Ei-iE

Uzbekistan urged to end forced labour

published 13 June 2013 updated 24 June 2013

During the International Labour Conference (ILC), workers, employers and governments condemned Uzbek authorities for their non-compliance with International Labour Organisation (ILO) Convention 182 on the Worst Forms of Child Labour.

“State-sponsored forced labour remains serious, systematic and continuous,” denounced EI Senior Coordinator for Human and Trade Union Rights Dominique Marlet, addressing the representatives of workers, governments and employers at the ILO Committee on the Application of Standards (CAS). “Children, some as young as 10, are forced to pick cotton under threat of punishment, including expulsion from school. About 60 per cent of school teachers are forced to pick cotton and supervise the quotas.”

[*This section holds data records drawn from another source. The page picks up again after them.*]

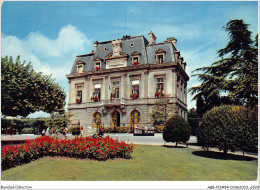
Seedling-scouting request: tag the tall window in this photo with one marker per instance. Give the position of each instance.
(80, 68)
(97, 91)
(135, 60)
(115, 89)
(98, 65)
(160, 85)
(135, 89)
(79, 94)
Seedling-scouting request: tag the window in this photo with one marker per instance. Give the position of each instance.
(160, 58)
(98, 66)
(135, 60)
(97, 91)
(80, 68)
(115, 89)
(135, 89)
(79, 94)
(160, 85)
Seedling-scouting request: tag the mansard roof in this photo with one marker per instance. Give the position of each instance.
(131, 46)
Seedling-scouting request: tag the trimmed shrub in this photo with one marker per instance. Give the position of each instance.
(27, 130)
(176, 130)
(118, 130)
(159, 129)
(229, 128)
(74, 130)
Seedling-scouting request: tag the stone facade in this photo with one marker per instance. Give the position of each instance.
(119, 81)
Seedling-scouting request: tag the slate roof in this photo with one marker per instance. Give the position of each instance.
(140, 45)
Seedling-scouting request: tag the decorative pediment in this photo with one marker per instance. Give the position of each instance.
(80, 62)
(111, 56)
(98, 59)
(160, 51)
(135, 53)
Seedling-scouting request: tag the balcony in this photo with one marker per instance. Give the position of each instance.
(113, 102)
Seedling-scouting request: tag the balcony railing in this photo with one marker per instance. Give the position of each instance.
(113, 102)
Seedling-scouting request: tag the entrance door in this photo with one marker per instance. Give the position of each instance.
(115, 119)
(96, 119)
(134, 119)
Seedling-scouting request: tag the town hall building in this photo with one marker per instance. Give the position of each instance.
(119, 81)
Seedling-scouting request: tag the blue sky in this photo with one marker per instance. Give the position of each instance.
(51, 34)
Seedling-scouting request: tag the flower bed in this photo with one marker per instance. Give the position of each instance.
(79, 147)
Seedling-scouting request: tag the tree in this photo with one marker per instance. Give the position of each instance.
(176, 130)
(162, 111)
(235, 73)
(25, 91)
(193, 120)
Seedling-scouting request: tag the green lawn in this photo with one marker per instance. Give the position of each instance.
(149, 163)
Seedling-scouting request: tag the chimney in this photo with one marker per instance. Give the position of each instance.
(152, 38)
(173, 40)
(95, 46)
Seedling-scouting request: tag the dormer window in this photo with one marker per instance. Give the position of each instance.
(135, 60)
(97, 65)
(80, 67)
(160, 56)
(160, 59)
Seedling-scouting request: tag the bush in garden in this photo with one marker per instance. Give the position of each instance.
(118, 130)
(79, 147)
(159, 129)
(74, 130)
(176, 130)
(27, 130)
(229, 128)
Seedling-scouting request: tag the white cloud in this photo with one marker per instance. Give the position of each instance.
(49, 56)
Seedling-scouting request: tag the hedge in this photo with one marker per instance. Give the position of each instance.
(229, 128)
(176, 130)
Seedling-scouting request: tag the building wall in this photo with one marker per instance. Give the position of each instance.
(84, 111)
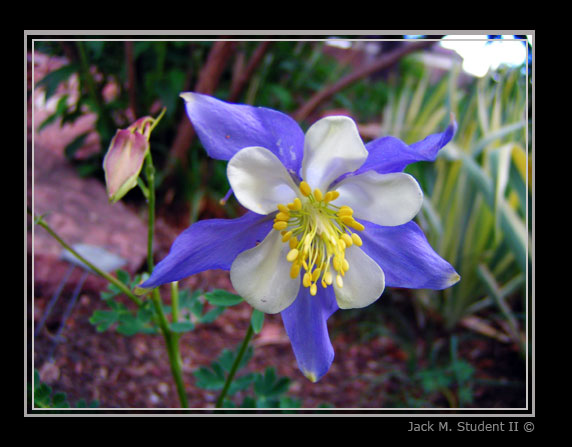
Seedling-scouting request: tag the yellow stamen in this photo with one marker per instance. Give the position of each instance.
(318, 235)
(315, 274)
(357, 240)
(305, 189)
(307, 280)
(293, 242)
(280, 225)
(347, 219)
(356, 225)
(345, 211)
(292, 255)
(295, 270)
(347, 239)
(286, 236)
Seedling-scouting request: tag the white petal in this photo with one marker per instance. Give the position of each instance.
(363, 283)
(332, 147)
(384, 199)
(259, 180)
(261, 275)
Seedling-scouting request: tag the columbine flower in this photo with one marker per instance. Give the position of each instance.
(125, 156)
(329, 222)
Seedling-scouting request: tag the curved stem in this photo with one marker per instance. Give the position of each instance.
(150, 174)
(41, 222)
(171, 338)
(172, 342)
(234, 367)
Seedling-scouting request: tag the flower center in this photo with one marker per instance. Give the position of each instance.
(318, 233)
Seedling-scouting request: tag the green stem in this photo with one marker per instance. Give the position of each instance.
(172, 342)
(175, 301)
(150, 174)
(171, 338)
(234, 367)
(41, 222)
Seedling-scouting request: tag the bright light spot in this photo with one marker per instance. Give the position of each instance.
(480, 55)
(344, 44)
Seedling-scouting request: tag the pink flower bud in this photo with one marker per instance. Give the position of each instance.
(124, 159)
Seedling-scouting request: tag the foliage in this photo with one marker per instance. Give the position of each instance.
(268, 390)
(476, 194)
(44, 397)
(194, 308)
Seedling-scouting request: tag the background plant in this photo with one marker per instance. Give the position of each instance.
(477, 193)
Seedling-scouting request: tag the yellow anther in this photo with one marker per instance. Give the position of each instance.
(292, 255)
(357, 240)
(280, 225)
(336, 263)
(305, 189)
(316, 274)
(347, 239)
(356, 225)
(345, 211)
(296, 205)
(293, 242)
(307, 280)
(295, 270)
(346, 219)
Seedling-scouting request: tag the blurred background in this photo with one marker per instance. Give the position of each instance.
(464, 347)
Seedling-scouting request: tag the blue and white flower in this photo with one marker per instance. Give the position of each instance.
(329, 221)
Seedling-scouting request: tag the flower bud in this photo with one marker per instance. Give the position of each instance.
(125, 156)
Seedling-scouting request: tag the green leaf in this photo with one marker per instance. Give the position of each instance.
(268, 385)
(209, 379)
(182, 326)
(103, 319)
(51, 81)
(222, 298)
(257, 320)
(211, 315)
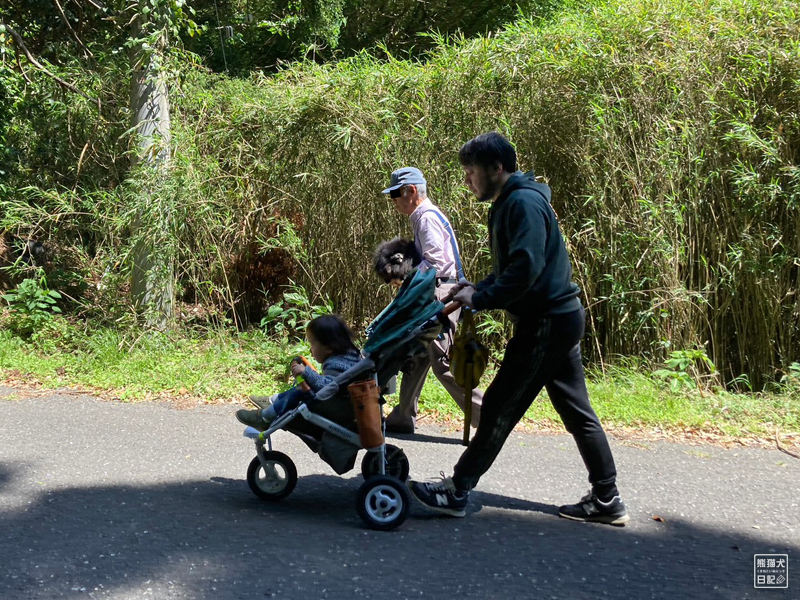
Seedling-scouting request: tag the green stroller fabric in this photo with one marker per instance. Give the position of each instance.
(413, 306)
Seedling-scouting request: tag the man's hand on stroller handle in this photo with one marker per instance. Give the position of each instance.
(463, 283)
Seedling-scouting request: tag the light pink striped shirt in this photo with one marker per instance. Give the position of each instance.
(433, 240)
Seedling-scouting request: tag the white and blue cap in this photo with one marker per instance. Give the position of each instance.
(405, 176)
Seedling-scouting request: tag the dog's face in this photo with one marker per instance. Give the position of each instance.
(393, 260)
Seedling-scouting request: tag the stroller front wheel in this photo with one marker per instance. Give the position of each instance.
(275, 479)
(383, 502)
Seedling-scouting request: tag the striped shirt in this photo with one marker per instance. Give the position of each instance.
(433, 241)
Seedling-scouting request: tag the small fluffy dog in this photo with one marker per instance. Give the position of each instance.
(395, 259)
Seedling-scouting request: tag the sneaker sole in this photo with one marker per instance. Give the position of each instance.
(260, 427)
(618, 521)
(450, 512)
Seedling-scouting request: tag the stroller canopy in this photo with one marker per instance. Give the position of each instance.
(414, 304)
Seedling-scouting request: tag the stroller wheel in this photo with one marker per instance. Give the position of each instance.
(396, 463)
(383, 502)
(276, 480)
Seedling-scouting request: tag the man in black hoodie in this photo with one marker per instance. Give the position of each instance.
(532, 280)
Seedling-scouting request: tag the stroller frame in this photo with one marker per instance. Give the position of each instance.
(383, 499)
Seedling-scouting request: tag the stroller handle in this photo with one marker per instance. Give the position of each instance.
(450, 308)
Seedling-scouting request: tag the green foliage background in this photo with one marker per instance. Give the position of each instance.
(668, 130)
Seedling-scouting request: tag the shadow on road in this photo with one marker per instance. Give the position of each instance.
(215, 539)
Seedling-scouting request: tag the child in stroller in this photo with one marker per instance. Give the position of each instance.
(332, 346)
(403, 329)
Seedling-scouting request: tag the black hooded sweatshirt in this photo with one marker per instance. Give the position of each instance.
(531, 273)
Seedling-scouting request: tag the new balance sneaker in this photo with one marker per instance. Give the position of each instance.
(253, 418)
(592, 509)
(263, 401)
(441, 496)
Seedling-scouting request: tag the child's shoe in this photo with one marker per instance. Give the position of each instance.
(253, 418)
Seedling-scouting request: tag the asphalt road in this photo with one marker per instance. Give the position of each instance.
(101, 499)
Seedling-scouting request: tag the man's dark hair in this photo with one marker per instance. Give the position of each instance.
(332, 332)
(488, 150)
(394, 260)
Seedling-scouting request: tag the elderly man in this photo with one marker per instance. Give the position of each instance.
(532, 280)
(436, 244)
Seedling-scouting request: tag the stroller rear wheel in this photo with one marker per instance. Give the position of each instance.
(383, 502)
(396, 463)
(272, 481)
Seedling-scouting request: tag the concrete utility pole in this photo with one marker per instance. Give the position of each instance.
(152, 278)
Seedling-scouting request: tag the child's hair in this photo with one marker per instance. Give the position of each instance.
(332, 332)
(393, 260)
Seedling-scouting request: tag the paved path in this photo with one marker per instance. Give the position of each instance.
(137, 501)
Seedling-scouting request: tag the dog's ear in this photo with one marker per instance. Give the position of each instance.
(394, 259)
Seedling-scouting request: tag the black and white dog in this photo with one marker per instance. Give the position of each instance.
(395, 259)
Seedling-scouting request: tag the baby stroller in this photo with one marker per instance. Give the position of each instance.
(405, 328)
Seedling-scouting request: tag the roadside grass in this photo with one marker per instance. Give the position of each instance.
(221, 368)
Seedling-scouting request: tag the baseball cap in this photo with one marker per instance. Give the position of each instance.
(405, 176)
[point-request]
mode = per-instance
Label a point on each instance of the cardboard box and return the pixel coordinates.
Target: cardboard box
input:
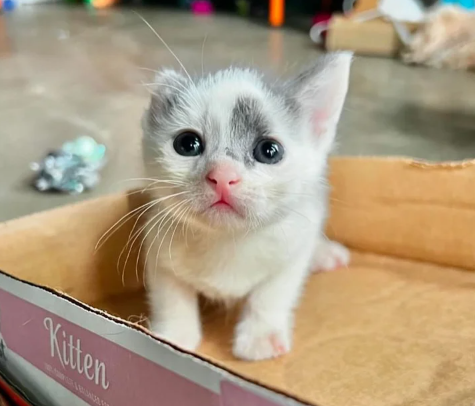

Work in cotton fields detrimental to quality education

The most conservative figures estimate that up to half a million college and lyceum students were involved in the 2012 Uzbek cotton harvest. As in previous years, children forced to pick cotton worked excessive hours, conducting hard physical work in hazardous conditions.

Adults – teachers, doctors, nurses, civil servants, and private sector employees – were forced to take part in the harvest alongside children, disrupting the delivery of essential public services, including health care and education. Schools were closed in at least three regions of the country.

The participation of children in the harvest is organised and enforced by the authorities in order to meet cotton quotas set by central government, said Marlet. “This is a clear violation of national law and international conventions”

Uzbek human rights defenders who attempt to monitor the harvest were subject to harassment, intimidation, and detention.

Uzbek denial challenged

During the hearing at the CAS, Uzbekistan again denied that children worked in the cotton fields in 2012 and remained silent about the existence of adult forced labour. As the International Trade Union Confederation (ITUC) and International Organisation of Employers (IOE) noted, this claim lacks evidence and contradicts the facts presented by independent civil society.

In its conclusions, the Committee recommended that the Uzbek government take urgent and significant steps to end systematic forced labour of children and adults in the cotton sector.

To demonstrate its commitment to abide by international labour standards, the Uzbek government was also requested to accept a high-level tripartite ILO mission to monitor the 2013 cotton harvest.

Delays would result in another year of over a million children and adults forced to pick cotton.